Key Responsibilities
- Build the test suite from the ground up. You'll design the test infrastructure — unit tests with mocked LLM responses, integration tests against staging environments, and fixtures that make testing fast and reliable. You'll wire this into CI so nothing ships without passing tests.
- Harden production services. Audit and fix security issues. Implement structured logging. Add health checks, metrics, and traces.
- Improve the CI/CD pipeline. You'll add quality gates so the team catches issues before they reach production.
- Refactor for maintainability. Extract shared patterns into reusable modules. Break apart oversized classes and reduce code duplication across services.
- Fix dependency management. Introduce lock files for reproducible builds, remove unused dependencies, and resolve version inconsistencies across services.
- Own the reliability and performance of our AI service fleet (Python/FastAPI microservices)
- Build out observability — distributed tracing, latency dashboards, alerting on error rates and SLA breaches
- Design and implement caching strategies, rate limiting, and circuit breakers for external API calls (Anthropic, Azure ML, package registries)
- Collaborate with AI scientists on prompt engineering and output parsing, bringing engineering rigor to LLM integration patterns
- Mentor mid-level engineers as the team grows
Required Qualifications
- 4+ years of professional software engineering experience with a strong backend focus
- Deep Python expertise — not scripting, but well-structured production code. You understand when to use dataclasses vs Pydantic, how async/await actually works, and why global variables make testing painful
- Testing as a core discipline. You've built test suites for services with external dependencies. You're comfortable with pytest, mocking, fixtures, and know how to test code that calls third-party APIs without calling them
- FastAPI or equivalent modern Python web framework experience (Django REST Framework, Flask with production patterns).

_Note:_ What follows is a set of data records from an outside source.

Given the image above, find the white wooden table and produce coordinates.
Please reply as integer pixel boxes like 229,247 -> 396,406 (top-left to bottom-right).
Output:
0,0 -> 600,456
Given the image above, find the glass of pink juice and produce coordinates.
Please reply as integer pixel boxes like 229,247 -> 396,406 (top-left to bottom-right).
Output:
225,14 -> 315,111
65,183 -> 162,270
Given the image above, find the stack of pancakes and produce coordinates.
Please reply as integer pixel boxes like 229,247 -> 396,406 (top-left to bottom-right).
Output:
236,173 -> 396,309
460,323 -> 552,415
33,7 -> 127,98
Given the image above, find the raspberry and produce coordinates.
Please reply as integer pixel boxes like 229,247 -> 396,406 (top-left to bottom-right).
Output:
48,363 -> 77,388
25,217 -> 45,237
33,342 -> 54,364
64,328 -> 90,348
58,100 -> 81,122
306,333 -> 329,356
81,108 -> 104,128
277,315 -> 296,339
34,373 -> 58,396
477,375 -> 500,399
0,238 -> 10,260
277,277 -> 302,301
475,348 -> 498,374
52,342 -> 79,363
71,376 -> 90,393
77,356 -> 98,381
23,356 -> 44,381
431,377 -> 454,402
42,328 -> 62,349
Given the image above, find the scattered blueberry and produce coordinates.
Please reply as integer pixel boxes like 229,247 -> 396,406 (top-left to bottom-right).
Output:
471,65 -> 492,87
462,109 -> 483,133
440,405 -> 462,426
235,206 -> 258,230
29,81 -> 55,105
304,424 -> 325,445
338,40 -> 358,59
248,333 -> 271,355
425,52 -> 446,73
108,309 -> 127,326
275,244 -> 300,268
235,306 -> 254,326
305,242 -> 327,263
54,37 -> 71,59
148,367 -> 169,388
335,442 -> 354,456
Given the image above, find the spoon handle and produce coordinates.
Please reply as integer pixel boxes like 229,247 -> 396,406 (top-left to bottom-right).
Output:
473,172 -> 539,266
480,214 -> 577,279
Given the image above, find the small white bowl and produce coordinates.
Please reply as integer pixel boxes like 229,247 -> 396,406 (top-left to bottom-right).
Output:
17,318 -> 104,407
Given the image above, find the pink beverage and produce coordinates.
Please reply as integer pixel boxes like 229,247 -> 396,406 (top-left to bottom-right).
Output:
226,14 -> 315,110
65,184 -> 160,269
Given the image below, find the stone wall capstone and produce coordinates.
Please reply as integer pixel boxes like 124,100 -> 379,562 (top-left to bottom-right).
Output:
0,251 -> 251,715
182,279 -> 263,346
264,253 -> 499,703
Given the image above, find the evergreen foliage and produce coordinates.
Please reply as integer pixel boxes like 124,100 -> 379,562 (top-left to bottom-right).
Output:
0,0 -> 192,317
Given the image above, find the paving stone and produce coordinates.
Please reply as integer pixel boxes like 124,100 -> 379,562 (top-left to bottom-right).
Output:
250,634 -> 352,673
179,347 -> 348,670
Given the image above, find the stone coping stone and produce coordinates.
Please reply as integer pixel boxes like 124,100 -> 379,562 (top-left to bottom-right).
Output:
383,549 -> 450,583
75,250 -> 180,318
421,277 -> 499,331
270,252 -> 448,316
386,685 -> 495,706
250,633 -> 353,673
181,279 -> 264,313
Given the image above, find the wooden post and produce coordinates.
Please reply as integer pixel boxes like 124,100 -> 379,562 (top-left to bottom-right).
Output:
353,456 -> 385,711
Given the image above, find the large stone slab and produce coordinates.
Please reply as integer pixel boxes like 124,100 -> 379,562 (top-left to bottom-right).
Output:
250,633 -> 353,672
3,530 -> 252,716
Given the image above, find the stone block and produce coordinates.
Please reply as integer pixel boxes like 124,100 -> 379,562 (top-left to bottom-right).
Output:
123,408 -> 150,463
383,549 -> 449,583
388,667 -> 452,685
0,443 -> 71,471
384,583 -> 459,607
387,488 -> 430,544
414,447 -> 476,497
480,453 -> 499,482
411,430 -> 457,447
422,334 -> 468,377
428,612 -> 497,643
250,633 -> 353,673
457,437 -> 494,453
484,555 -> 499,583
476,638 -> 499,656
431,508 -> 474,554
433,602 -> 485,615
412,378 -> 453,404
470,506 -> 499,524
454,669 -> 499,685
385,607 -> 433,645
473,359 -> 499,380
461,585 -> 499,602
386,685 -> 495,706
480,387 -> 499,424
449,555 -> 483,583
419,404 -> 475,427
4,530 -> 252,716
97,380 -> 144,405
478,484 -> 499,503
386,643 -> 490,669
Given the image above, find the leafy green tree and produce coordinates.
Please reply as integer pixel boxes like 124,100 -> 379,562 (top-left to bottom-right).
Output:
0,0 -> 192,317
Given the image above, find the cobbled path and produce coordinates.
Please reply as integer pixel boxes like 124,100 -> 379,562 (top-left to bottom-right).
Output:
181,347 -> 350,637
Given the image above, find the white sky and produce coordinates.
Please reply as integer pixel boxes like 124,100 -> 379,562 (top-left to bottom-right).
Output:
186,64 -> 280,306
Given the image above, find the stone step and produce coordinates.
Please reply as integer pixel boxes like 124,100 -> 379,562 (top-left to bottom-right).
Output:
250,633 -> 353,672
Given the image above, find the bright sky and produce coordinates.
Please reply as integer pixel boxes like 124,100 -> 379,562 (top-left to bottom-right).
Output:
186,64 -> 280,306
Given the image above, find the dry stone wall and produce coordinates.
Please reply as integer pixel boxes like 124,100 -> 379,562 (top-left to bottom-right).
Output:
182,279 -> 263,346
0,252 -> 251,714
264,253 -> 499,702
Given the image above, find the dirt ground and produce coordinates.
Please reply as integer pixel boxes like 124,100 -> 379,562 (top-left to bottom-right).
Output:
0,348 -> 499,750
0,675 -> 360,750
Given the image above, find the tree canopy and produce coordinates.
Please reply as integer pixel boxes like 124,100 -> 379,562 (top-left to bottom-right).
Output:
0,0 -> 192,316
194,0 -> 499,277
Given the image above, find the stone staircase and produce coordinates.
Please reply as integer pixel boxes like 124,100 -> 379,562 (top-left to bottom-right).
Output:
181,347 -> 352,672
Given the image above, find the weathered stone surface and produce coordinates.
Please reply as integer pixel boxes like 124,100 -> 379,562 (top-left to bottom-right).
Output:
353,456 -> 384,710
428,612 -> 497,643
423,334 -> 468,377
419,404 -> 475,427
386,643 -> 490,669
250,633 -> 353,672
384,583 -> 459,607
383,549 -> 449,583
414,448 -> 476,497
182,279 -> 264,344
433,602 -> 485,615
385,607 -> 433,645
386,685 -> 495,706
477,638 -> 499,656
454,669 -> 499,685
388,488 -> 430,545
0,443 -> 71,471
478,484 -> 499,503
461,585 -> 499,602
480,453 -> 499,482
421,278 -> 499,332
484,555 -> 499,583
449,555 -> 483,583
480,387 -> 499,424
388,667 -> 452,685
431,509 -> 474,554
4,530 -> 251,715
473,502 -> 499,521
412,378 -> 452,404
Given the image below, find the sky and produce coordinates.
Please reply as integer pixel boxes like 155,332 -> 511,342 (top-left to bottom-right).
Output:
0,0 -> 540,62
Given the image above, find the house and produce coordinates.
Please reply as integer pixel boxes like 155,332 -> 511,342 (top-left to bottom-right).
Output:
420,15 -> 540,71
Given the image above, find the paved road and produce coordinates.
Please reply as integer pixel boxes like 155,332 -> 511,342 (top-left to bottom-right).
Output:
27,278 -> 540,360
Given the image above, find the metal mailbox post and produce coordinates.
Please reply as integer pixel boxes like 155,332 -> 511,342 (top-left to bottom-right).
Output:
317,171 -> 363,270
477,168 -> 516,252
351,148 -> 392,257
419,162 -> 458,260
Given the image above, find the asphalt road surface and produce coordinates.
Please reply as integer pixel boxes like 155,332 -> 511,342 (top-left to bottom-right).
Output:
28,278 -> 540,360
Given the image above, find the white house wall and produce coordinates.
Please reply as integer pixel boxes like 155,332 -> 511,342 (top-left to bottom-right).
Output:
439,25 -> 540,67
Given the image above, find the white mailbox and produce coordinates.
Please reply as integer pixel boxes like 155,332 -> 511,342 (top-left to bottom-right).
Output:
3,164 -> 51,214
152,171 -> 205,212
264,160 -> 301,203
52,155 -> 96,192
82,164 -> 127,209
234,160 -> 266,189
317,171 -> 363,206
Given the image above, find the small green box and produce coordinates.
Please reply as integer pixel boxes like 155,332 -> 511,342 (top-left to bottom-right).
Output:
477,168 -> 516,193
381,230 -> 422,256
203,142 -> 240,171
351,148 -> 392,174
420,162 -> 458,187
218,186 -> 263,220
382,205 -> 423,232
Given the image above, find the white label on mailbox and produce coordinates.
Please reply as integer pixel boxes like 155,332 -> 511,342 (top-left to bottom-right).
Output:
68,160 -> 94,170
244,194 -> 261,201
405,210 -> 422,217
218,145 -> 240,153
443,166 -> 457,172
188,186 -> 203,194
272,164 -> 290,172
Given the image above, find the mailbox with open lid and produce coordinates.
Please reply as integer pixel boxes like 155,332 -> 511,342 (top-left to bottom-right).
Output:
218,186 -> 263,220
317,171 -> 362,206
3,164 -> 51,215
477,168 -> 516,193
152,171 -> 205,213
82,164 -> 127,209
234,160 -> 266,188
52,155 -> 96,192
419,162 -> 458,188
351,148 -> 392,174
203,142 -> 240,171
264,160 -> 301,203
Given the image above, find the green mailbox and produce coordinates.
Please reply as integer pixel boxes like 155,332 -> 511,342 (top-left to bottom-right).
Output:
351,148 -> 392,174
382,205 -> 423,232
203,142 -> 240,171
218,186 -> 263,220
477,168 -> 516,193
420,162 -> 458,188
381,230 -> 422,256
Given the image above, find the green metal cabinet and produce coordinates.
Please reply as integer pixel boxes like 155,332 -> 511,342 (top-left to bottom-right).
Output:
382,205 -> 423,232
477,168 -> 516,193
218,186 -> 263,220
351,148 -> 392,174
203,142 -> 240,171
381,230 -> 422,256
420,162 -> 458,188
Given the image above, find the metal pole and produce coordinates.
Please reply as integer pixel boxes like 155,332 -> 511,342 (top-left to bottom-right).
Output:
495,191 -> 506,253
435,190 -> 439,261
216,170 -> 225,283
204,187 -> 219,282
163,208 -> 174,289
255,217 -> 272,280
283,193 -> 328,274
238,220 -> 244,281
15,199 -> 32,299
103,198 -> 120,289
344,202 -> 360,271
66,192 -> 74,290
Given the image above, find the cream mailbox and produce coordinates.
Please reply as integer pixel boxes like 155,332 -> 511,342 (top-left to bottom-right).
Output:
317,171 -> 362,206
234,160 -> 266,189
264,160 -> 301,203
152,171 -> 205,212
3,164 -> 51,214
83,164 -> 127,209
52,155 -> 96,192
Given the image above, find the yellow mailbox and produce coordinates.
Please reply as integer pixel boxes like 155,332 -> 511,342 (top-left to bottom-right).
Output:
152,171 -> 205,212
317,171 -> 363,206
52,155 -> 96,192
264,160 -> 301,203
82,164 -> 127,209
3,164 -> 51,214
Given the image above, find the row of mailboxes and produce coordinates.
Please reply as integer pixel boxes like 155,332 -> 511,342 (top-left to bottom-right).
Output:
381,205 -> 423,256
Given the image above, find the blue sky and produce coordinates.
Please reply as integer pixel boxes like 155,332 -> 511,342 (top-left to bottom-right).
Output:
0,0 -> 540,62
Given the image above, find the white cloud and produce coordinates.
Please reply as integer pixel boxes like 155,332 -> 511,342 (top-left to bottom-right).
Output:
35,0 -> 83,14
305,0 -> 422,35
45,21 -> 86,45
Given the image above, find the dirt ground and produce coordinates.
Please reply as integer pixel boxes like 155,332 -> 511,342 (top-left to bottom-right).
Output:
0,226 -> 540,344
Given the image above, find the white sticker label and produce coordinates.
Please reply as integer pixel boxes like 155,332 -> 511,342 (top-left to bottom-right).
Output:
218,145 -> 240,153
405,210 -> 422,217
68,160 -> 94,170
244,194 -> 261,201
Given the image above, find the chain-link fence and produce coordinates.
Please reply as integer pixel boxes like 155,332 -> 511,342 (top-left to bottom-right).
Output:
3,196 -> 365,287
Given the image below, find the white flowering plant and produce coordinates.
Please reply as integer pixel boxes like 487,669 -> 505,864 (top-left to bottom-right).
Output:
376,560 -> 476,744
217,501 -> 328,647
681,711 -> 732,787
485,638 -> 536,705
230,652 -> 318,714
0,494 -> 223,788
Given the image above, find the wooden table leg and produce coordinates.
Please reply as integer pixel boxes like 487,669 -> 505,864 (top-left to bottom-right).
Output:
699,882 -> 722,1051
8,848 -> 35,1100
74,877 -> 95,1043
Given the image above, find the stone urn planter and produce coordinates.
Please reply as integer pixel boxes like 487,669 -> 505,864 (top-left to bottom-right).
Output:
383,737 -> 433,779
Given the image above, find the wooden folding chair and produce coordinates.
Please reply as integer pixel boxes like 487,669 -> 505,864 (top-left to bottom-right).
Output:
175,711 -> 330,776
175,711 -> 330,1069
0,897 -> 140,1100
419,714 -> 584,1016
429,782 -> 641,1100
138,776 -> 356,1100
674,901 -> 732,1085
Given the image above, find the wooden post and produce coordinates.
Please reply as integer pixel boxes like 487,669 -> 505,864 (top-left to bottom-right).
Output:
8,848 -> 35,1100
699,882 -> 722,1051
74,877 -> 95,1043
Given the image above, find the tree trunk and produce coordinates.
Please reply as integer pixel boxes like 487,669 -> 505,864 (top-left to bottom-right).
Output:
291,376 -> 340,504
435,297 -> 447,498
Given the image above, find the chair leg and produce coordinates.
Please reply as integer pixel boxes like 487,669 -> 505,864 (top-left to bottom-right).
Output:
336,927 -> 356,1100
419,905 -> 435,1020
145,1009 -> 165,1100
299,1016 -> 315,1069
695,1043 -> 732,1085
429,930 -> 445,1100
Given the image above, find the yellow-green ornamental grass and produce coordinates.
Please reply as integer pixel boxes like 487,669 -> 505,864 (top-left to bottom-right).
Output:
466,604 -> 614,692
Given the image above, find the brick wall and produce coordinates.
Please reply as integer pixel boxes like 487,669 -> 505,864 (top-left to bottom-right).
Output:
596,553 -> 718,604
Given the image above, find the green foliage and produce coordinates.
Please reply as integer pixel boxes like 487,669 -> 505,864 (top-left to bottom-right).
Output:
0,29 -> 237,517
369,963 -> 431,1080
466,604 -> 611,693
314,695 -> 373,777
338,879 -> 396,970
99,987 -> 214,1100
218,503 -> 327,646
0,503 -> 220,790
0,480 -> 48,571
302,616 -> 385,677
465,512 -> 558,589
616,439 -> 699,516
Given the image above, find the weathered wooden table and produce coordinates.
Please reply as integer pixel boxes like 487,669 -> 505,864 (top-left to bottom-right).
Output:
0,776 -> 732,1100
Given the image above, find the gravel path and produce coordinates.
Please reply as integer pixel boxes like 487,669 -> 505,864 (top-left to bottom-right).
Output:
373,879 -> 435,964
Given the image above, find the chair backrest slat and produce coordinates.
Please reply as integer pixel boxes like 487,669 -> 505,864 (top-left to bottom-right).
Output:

You've designed and maintained REST APIs that other teams depend on
- Azure or equivalent cloud platform experience. You've worked with managed container services, Kubernetes, managed databases, identity/auth systems, and CI/CD in a cloud environment. Azure preferred; AWS/GCP experience transfers well
- CI/CD pipeline engineering. You've added test gates, lint checks, and automated quality enforcement to build pipelines. Experience with Azure DevOps Pipelines, GitHub Actions, or GitLab CI
- Docker and containerization. You've written production Dockerfiles, understand multi-stage builds, and have debugged container networking and configuration issues
- Strong code review and collaboration skills. You'll be working with AI scientists who are strong in their domain but still developing engineering practices. You need to raise the bar without creating friction
Preferred Qualifications
- Experience working with LLM provider APIs (Anthropic, OpenAI, Azure OpenAI) — understanding token limits, prompt design, structured output parsing, and retry patterns
- Experience with structured logging (structlog), observability tools (OpenTelemetry, Prometheus, Grafana), or APM platforms
- Exposure to cybersecurity, vulnerability management, or compliance-sensitive environments
- Experience on a small engineering team at a startup, where you owned services end-to-end
- Familiarity with RAG patterns, embedding pipelines, or vector databases (not required, but a plus for growth)
Why This Role
- High-impact ownership. You'll build the engineering foundation for an AI platform that protects enterprises from security vulnerabilities.
- Growth into AI/ML engineering. As our AI capabilities mature into fine-tuning, custom model serving, and evaluation frameworks, you'll grow into MLOps and AI infrastructure. We'll invest in your development.
- Shape the team. You'll have input into hiring decisions as we grow the engineering side of the AI team. The engineers we hire next will be your peers and reports.
- Work with cutting-edge AI. You'll work daily with Claude, and other frontier models — not training them but engineering the systems that make them useful in production.